初詣は分散参拝を 出雲大社が呼び掛け

 出雲大社(島根県出雲市大社町杵築東)は14日、新型コロナウイルスの感染防止のため、新春の初詣について、15日から2021年2月23日までの71日間に分散参拝するよう呼び掛けを始めた。破魔矢など縁起物の授与も15日に始める。

 例年、全国各地からの初詣客でにぎわい、15~20年の三が日は少ない年でも52万5千人、多い年だと75万人が訪れた。コロナ禍の21年は例年より少ないと予想するものの混雑は避けられないとみて、異例の分散参拝の呼び掛けに踏み切った。

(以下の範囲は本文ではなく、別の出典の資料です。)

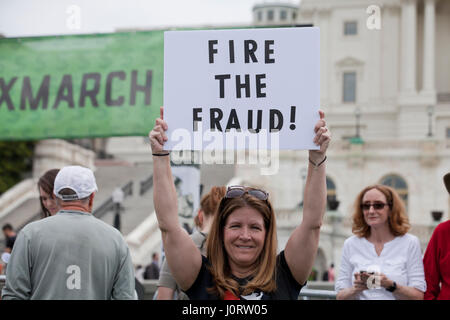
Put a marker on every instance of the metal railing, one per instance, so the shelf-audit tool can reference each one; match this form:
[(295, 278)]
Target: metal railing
[(108, 204), (150, 287)]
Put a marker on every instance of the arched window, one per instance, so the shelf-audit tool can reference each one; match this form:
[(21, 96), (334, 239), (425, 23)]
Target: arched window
[(399, 184)]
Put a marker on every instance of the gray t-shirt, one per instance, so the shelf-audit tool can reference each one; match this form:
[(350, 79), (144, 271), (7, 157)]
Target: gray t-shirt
[(71, 255), (165, 276)]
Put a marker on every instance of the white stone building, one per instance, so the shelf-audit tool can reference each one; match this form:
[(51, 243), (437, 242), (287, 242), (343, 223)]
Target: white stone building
[(385, 89)]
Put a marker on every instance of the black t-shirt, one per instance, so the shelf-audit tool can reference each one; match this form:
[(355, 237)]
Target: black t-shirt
[(287, 288), (10, 242)]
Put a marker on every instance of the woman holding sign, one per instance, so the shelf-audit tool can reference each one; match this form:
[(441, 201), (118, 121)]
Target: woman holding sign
[(242, 260)]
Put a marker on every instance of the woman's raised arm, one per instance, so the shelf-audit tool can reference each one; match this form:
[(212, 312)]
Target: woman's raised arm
[(301, 248), (182, 255)]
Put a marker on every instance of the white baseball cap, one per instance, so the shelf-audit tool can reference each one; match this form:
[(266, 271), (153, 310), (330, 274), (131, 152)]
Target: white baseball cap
[(79, 179)]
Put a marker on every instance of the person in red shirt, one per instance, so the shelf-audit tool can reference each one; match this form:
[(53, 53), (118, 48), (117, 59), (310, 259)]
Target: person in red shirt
[(437, 259)]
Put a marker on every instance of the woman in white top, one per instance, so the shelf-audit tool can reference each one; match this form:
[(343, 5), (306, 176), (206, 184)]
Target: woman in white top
[(381, 261)]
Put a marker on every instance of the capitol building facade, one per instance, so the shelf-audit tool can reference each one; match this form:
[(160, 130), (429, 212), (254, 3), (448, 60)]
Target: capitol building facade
[(385, 90)]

 川谷誠一総務部長は「安心してお参りしてもらうための措置。ゆっくりと時間のあるときにお参りしてほしい」と理解を求める。

 お神酒の授与や正月恒例の「番内さん」の衣装と面の貸し出しも取りやめる。

 このほか当面の間、参拝時間を午前6時から午後6時までとして終わりを2時間繰り上げ、それ以外の時間は銅鳥居前で参拝するよう呼び掛けている。大みそか夜と元日などの対応については同大社ホームページで適宜伝える方針。

 厄払いの破魔矢、福笹などの縁起物6種類はほぼ例年並みの計3万6400本を用意。14日は神職や巫女が準備を急いだ。

 27日に新年の若水をくむ井戸を清める御饌井(みけい)祭、31日に大祓(おおはらえ)と除夜祭を執り行い、新年を迎える。参拝に関する問い合わせは同大社社務所、電話0853(53)3100。